My Wonderful World is excited to announce the debut of a guest blogger series! In this program we provide a forum for those actively “doing” geography to weigh in on the issues and share their personal experiences. We are thrilled to have Marissa Giamo, author of Spin the Globe Adventures (you may remember the piece I wrote about her first book on Australia) as our inaugural guest blogger. In this first post, Marissa describes her work bringing geography to life through children’s stories. Enjoy!
Interested in contributing as a guest blogger? Please contact Sarah at email@example.com.
Contrary to the many newspaper articles listing American
students at the bottom of the list for their knowledge of other countries, I
see clues everyday that kids are
interested in Geography.
A few years ago, I decided to combine work and passion by
writing children’s books about two subjects that I am very excited about:
Geography and travel to different countries. I thought that if kids had the
opportunity to hear about geography and international travel in a fun story,
they would see how fascinating Geography could be.
Taking matters into my own hands, I went to schools and read
the stories to them. I was feeling pretty confident until I was about to walk
into my first reading to forty pre-schoolers! What if the news shows were right
and kids hated this stuff? Were they
going to boo me out of the classroom and throw their snacks at me in protest?
The reaction I got was the one that I was hoping for. They were very interested and very curious.
They listened intently to the whole story and asked questions. They asked how
long it took to travel to different countries. They were interested in finding
out about differences in language and the animals. Not only did I not get
booed, but they actually asked me to stay longer to talk about Geography!
Every classroom that I have visited since has been the same
or better. The third graders I read to a couple of weeks ago had questions about what it
was like to visit Australia. (The book I read to them was about Australia.) They liked hearing about some of the nicknames that “Aussies” have for things
like “G’day” and “lollies” (candy). When I asked which country they would like
to visit, every student had their own answer and a reason why.
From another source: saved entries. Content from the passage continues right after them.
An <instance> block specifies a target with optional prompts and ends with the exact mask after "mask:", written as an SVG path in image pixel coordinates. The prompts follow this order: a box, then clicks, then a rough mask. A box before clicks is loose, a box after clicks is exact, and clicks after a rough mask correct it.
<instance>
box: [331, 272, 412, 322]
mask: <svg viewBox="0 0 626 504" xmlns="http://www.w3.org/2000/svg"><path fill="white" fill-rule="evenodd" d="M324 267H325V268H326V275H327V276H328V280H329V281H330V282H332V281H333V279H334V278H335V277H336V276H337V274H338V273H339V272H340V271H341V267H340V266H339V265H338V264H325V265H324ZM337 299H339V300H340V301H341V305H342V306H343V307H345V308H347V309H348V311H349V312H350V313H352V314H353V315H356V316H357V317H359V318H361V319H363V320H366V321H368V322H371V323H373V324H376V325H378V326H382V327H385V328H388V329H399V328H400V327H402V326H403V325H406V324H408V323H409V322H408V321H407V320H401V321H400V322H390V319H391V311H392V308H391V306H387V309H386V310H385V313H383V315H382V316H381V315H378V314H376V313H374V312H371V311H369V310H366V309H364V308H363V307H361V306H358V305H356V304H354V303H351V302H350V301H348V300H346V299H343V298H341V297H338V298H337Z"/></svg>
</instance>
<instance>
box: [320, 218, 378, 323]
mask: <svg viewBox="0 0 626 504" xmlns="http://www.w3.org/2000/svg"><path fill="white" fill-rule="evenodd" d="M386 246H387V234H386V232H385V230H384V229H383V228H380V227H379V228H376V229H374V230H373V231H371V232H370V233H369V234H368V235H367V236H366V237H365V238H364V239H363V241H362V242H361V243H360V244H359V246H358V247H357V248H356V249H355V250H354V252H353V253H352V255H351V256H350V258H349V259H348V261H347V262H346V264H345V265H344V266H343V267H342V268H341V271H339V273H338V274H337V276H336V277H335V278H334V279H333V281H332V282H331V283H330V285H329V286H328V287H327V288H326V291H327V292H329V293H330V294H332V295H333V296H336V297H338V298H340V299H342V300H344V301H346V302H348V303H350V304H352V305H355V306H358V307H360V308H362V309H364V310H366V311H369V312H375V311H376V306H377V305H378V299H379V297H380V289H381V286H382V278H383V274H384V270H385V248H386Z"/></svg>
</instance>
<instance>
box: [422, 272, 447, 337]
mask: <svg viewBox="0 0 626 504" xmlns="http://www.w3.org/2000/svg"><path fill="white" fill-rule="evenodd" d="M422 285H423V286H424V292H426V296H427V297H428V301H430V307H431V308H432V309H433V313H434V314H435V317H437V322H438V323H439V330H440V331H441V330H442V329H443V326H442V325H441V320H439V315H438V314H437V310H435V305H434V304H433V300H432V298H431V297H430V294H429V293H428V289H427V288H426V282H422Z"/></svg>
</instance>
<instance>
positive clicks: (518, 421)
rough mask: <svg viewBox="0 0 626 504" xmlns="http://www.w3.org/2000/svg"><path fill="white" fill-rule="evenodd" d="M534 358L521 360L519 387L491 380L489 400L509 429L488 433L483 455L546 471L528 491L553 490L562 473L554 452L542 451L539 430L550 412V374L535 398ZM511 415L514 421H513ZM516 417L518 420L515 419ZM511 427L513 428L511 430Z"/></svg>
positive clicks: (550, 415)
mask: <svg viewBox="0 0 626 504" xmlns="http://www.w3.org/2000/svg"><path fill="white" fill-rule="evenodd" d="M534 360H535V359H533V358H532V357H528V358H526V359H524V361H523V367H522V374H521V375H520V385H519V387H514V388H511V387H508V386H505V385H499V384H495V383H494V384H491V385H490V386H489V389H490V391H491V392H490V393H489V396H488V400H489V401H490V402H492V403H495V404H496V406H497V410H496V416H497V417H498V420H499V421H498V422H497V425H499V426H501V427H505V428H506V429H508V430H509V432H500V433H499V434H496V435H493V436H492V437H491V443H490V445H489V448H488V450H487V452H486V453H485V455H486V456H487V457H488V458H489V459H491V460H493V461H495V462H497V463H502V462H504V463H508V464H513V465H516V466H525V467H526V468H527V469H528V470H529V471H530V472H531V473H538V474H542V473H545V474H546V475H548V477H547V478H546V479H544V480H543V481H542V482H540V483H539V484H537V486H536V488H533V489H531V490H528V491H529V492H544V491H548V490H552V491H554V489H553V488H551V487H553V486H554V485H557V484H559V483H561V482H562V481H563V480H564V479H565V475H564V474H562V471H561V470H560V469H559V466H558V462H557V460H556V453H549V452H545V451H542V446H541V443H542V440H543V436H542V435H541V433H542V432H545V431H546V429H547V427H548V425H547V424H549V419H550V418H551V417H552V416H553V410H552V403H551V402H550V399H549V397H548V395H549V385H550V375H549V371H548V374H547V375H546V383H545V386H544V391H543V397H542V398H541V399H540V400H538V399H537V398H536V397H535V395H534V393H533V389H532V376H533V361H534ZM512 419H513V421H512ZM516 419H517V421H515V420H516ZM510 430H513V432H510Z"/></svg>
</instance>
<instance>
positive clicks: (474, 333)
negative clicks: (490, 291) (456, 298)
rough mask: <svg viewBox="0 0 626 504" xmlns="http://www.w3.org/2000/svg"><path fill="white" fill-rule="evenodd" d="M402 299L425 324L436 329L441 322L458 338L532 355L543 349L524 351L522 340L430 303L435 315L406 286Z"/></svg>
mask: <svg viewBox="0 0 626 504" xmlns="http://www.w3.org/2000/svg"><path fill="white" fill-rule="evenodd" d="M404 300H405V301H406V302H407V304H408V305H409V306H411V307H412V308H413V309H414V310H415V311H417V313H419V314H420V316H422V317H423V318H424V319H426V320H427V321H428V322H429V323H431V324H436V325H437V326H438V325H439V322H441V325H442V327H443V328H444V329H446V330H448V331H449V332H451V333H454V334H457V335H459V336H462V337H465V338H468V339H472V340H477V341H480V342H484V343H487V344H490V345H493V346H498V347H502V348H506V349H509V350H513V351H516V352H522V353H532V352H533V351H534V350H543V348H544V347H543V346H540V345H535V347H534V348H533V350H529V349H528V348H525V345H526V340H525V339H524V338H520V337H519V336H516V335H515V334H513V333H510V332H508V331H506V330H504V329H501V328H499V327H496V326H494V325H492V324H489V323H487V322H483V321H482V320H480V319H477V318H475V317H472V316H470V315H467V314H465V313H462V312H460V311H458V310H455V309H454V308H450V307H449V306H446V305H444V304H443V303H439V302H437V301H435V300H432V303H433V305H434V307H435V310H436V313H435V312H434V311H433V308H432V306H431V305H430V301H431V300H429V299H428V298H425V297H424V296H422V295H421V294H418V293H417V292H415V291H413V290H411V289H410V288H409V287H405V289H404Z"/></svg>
Some of the boys wanted to visit Russia, one girl wanted to see the Taj Mahal in India, and another wanted to visit Egypt to see
Even outside of the classroom I hear kids asking their
parents curious questions. Mommy, what
language is that man speaking? Or, What country do tigers live in?
The list goes on and on.
So, yes, it is possible. American kids are interested. From
my experience, I find students are just looking for opportunities to discuss other
countries and their people. They are curious about the world. They are curious about Geography!